By weaving pop-culture puns, a conversational style, and coy copy into these
historical vignettes about their ingredients, I kept Chipotle's irreverent, quality-focused
voice intact. These were printed on drinking cups in burrito joints across the country.
A Lesson in Limes
We juice a lot of limes at Chipotle. They add a delicious, subtle citrus tang to our
cilantro-lime rice, as well as a wonderful zing to our tortilla chips, which are always
lime-juice-drizzled before getting a sprinkle of Kosher salt. But we've never seen a lime
seed, and it got us wondering why not. So we did a little research.
Here's the squeeze: according to the Florida Department of Citrus, limes actually do have
seeds, but they're so small you can't usually see them. Limes are picked and consumed before
they mature, and therefore have underdeveloped seeds.
Now you know. And knowing is half the burrito.
Iceberg Straight Ahead!
Just kidding. There are no iceberg sightings at Chipotle. Iceberg lettuce, that is.
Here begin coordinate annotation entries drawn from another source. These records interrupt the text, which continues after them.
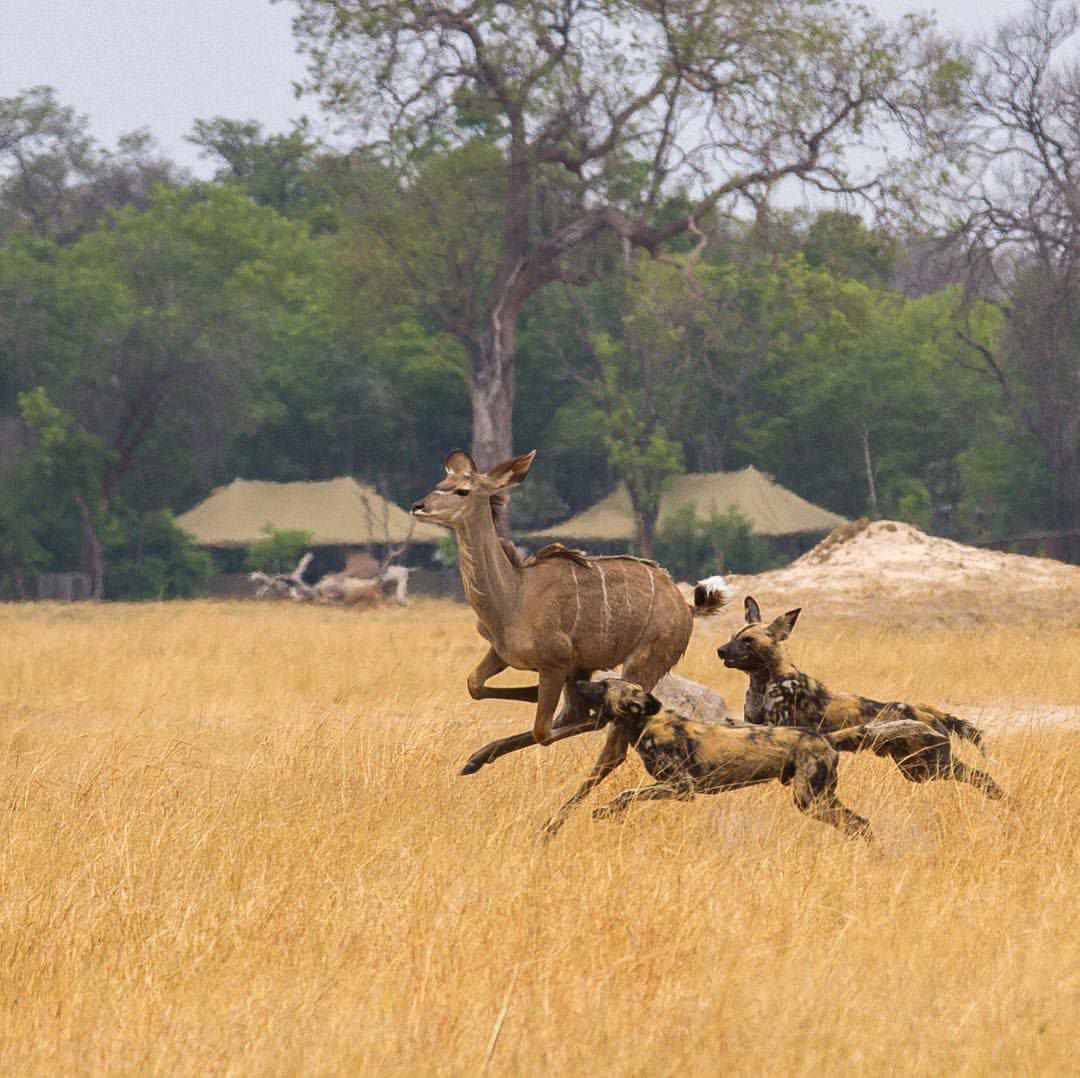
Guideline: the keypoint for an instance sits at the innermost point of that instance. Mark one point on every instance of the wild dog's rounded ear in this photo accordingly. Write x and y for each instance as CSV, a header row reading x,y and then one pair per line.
x,y
781,627
511,472
459,462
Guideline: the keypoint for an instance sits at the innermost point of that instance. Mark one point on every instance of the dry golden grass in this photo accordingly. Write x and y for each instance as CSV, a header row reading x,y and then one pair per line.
x,y
233,841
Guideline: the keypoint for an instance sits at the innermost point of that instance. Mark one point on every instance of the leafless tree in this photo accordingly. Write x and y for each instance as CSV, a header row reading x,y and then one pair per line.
x,y
1021,215
601,112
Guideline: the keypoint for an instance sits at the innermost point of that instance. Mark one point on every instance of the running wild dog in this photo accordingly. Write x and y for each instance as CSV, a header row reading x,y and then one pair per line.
x,y
915,736
687,757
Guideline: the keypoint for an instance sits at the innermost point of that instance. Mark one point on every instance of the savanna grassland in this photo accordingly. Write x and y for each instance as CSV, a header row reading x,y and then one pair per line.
x,y
233,841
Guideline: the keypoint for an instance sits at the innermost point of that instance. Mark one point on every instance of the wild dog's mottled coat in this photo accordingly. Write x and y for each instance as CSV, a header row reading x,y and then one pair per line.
x,y
780,695
687,757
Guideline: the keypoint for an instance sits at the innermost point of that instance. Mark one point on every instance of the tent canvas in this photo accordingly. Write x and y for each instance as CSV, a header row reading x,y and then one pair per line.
x,y
771,509
338,512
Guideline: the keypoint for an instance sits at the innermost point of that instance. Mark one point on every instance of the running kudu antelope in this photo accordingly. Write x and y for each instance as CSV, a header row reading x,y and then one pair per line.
x,y
561,614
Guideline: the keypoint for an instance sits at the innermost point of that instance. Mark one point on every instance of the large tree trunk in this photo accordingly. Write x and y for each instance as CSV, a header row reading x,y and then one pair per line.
x,y
647,533
93,552
491,389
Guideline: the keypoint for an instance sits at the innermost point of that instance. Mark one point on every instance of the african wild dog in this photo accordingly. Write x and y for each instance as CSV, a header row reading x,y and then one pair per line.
x,y
687,757
915,736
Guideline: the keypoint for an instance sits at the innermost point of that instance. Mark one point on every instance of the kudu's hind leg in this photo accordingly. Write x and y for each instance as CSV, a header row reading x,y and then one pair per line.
x,y
814,789
488,666
571,721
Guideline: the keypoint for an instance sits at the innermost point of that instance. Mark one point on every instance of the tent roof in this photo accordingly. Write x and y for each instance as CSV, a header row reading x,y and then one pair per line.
x,y
337,512
771,509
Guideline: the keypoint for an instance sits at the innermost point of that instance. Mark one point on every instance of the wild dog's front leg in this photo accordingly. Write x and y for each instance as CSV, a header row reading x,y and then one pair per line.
x,y
611,755
488,666
660,792
814,789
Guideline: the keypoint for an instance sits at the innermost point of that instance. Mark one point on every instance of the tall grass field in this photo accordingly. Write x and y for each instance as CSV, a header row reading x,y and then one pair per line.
x,y
233,840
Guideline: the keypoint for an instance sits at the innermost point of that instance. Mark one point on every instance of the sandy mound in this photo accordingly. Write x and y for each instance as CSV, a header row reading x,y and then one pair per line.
x,y
874,563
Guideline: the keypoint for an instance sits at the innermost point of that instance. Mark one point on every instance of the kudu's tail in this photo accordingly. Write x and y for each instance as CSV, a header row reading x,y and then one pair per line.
x,y
711,595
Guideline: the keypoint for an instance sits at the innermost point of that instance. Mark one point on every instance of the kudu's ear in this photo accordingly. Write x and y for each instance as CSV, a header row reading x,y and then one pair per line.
x,y
459,462
511,472
781,627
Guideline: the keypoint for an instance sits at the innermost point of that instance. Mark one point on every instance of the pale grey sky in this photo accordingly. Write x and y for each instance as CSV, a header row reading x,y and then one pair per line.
x,y
163,64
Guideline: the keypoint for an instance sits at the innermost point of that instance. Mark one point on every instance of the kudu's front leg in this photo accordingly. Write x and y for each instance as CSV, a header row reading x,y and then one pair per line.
x,y
488,666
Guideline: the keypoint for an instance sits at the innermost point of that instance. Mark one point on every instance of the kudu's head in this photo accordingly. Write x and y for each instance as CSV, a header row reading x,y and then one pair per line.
x,y
467,490
756,646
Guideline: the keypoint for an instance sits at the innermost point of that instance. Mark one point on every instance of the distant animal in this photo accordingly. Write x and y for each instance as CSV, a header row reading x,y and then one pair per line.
x,y
687,757
558,612
780,695
363,583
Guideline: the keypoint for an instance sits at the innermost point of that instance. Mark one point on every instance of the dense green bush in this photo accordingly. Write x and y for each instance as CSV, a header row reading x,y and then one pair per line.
x,y
148,556
280,551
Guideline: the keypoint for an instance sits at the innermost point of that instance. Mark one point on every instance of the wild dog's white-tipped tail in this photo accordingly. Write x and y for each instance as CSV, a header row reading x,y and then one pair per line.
x,y
711,595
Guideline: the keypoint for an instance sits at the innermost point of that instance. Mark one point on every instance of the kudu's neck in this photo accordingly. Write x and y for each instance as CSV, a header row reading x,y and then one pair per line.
x,y
491,583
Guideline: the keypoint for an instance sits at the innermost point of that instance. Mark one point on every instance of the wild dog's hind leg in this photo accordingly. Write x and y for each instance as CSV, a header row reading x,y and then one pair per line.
x,y
962,772
936,762
814,789
660,792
Instead
we use freshly shredded, green-with-that-little-bit-of-aubergine romaine — the preferred
lettuce for many chefs who eschew the practically flavorless but widely popular iceberg — in
our burritos and tacos.
Once thought to have medicinal value, romaine lettuce originated on the Aegean island of Cos
and was served at the tables of Persian kings as early as 55 B.C. And get this: romaine's dark
green leaves are higher in Vitamin A than its more common crunchy cousin.
We're not certain if romaine lettuce was served aboard the Titanic.
That's Amore! Er, Cilantro
Cilantro is sacred at Chipotle. We use it fresh from the fields of California (and, in the
wintertime, Arizona, which has a longer growing season), hand-plucking the leaves then finely
chopping it for use in our signature cilantro-lime rice, made in each restaurant daily.
But did you know that cilantro has captured hearts, minds, and palates since ancient times?
The Chinese believed it could bestow immortality, and in the Middle Ages it was used in love
potions. That old cilantro magic may still be at work; our rice has been known to bestow an
undying love for our burritos.
See? All you really need is love. Er, Chipotle.
We Admit It. We're Salt Snobs.
What makes the sea more than just a great big lake? Salt. What makes our chips more than just
fried corn tortillas? Kosher salt.
Called kosher because its coarse grains make it suitable for meat preparation according to
Jewish dietary laws, additive-free kosher salt is also used by many gourmet chefs (like ours)
who prefer its lighter, flakier texture and cleaner, less bitter flavor to traditional table
salt. Each day at Chipotle, we juice limes into our hot, freshly made chips before salting
them to help those primo grains stick better.
We don't mean to be salt snobs. But anything else just wouldn't be kosher.
Berry. Jam Berry.
You've heard of tomatillo, right? The main ingredient in our red hot and medium green salsa?
Well, though equally strange-sounding, at least this one is easier to say. In fact, the
infamous Jamberry is actually another name for the tongue-twisting tomatillo. Other aliases
include the Mexican green tomato, the strawberry tomato, or the husk tomato.
Like another famous J.B., it's also a master of disguise. Our hot tomatillo-based salsa gets
its red color — and its heat — from de árbol chilies. But even deceptively mild-looking green
tomatillo-based salsas (like our medium roasted chili-corn salsa) can cleverly camouflage
scorching peppers.
What can we say? Our burritos are full of hotties!